Sorry Bumblebee in my house only applies to transforming camaros, not winged insects


----------



## samhayne (Jul 3, 2008)

will look great, cant wait to see it finished.


----------



## debbie5 (Mar 2, 2007)

Great idea!
AND CUTE AS HELL beagle sleeping upside down in the crate!


----------



## Sblanck (Sep 13, 2007)

Actually there are three Beagles in that crate, I am crazy and decided to adopt three of those pesky things.


----------



## mousee23 (Oct 1, 2010)

OMG is this based on the original Bumble bee?I like the new movies but him being a camero still throws me off.Can you tell who my fav is?Even if it's the new one you should be proud.It takes a lot of love to commit to making your kids dream come true


----------



## Sblanck (Sep 13, 2007)




----------



## Mcnab (Oct 13, 2010)

Words can't describe how much you love your son.

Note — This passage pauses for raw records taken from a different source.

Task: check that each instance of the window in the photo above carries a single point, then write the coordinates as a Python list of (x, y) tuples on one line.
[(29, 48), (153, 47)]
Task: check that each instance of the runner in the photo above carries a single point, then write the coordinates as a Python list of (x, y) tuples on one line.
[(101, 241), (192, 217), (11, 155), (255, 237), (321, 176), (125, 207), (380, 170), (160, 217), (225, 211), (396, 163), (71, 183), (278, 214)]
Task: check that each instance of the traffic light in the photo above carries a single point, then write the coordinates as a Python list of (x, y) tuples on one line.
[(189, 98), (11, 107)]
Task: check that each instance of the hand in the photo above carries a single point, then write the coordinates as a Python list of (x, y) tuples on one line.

Enter him in all the costume contests!


----------



## beelce (Jul 21, 2007)

Outstanding....


----------



## Sblanck (Sep 13, 2007)

Finished product


----------



## Eeeekim (Aug 14, 2009)

WOW! That is great. He would have to take first prize in that.


----------



## Otaku (Dec 3, 2004)

Remarkable! He'll sweep the costume contests!


----------



## RoxyBlue (Oct 6, 2008)

You did a wonderful job and I'll bet he's one proud kid


----------



## Uruk-Hai (Nov 4, 2006)

AWESOME!! Best dad ever!


----------



## nixie (Sep 17, 2008)

Wow!! That's one lucky kid!! My 6 year old son is looking at this, and begging me to make him an Optimus Prime one! Awesome job!!


----------



## Sblanck (Sep 13, 2007)

Thanks everyone!
He is super happy and I cannot wait for him to go to the different Halloween events this year.


----------



## debbie5 (Mar 2, 2007)

That's QUITE the feat of cardboard engineering! It looks great!


----------



## Johnny Thunder (Feb 24, 2006)

Love it!!! Looks great!


----------



## Spooky1 (Aug 25, 2008)

That came out really well.


----------



## Mcnab (Oct 13, 2010)

It is... AMAZING!


----------



## DeathTouch (Sep 6, 2005)

Holly Smokes! That is good!


----------



## Ryan Wern (Dec 3, 2009)

That's great! I wish I had boys! I have 3 girls and it's all about ballerinas and princesses on Halloween at my house, except this year my middle one is going to be Dafney from Scooby-Doo and the baby is going to be Scooby.


----------



## Mcnab (Oct 13, 2010)

Ryan Wern said:


> That's great! I wish I had boys! I have 3 girls and it's all about ballerinas and princesses on Halloween at my house, except this year my middle one is going to be Dafney from Scooby-Doo and the baby is going to be Scooby.


Oh that's too cute :cheesykin:


----------



## fick209 (Aug 31, 2009)

That come out wonderful! Great job!


----------



## Sblanck (Sep 13, 2007)

A few more

Oh and everywhere we went he had to stop and have pictures taken. He also won first place at the school carnival costume contest.


----------



## Dark Angel 27 (Sep 11, 2008)

beautiful! i bet you won't find this good a costume at the store! you both should be proud!


----------



## wheussmann (Sep 30, 2010)

THAT ROCKS!! (can you make one for a 6ft 8" kid at heart?) I wanna be bumble bee!!


----------



## Sblanck (Sep 13, 2007)

I think you would be interested in this guys costume from Comicon


----------



## Johnny Thunder (Feb 24, 2006)

Agreed - the costume turned out great!


----------